I raise a wine combed glass to a dangerous height
And she takes a resolute but careless bite
Of her bread with brie and drip-laced honey.
I hold it heaven-high so as to toast the sight
Of her black nightshade eyes and the sunny
Wave of each yellow tress and her funny
Ways that belie indifference and doubt
In a smile that first did sit me down and won me.
The swirling wine cleaves to sides and dances about,
Around the inside of the glass and some without.
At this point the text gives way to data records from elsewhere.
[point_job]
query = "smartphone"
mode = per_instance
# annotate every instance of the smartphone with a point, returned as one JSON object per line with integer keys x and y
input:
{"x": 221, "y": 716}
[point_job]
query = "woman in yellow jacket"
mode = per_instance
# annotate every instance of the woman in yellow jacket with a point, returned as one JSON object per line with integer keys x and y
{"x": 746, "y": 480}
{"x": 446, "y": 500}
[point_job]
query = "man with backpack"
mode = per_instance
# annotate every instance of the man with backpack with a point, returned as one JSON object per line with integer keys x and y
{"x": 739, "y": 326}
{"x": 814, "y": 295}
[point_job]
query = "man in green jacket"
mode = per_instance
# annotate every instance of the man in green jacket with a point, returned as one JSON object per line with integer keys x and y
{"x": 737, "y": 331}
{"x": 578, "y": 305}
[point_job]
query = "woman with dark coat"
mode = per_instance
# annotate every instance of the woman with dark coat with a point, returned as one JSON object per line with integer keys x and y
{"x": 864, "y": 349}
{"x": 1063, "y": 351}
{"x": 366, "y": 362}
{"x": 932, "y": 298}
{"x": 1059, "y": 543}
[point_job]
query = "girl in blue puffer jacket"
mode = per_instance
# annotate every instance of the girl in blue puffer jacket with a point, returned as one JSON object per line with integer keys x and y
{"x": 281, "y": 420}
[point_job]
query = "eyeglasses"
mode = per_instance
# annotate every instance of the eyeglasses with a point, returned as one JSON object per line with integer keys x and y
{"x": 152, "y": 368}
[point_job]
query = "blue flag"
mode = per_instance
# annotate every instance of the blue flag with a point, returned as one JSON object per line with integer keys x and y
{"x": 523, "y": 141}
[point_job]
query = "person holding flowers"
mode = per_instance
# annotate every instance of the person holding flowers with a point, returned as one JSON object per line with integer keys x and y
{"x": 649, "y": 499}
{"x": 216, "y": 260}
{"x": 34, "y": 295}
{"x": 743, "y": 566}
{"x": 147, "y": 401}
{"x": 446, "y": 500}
It heaves with a swing to the rim of the tip
And drips much like the same sweet honey from out
Of coy, supercilious and smirking lips.
I resign to take yet another small sip.
Instead hand and glass like a hammer roars down
Once more, and again, and again, in vertical rips
That fall, explode on, a crash of a crown.
There red wine blood and sweet amber all round
Mingles and merges. The deed did send
(At last) her lips toward mine. A lifeless head abounds
In a sweet and dry brine. I did kill her then.
No need to sit and wonder could I do it again.
For the very act, seemingly, dared to decree
That with strange mix of sweet and sour, I did bend
Her will toward mine. As far as I might care to see,
I procured that honey from a miserly bee.
On passion's whim, either wrong or right,
I doused with wine the sweet sting that stung me.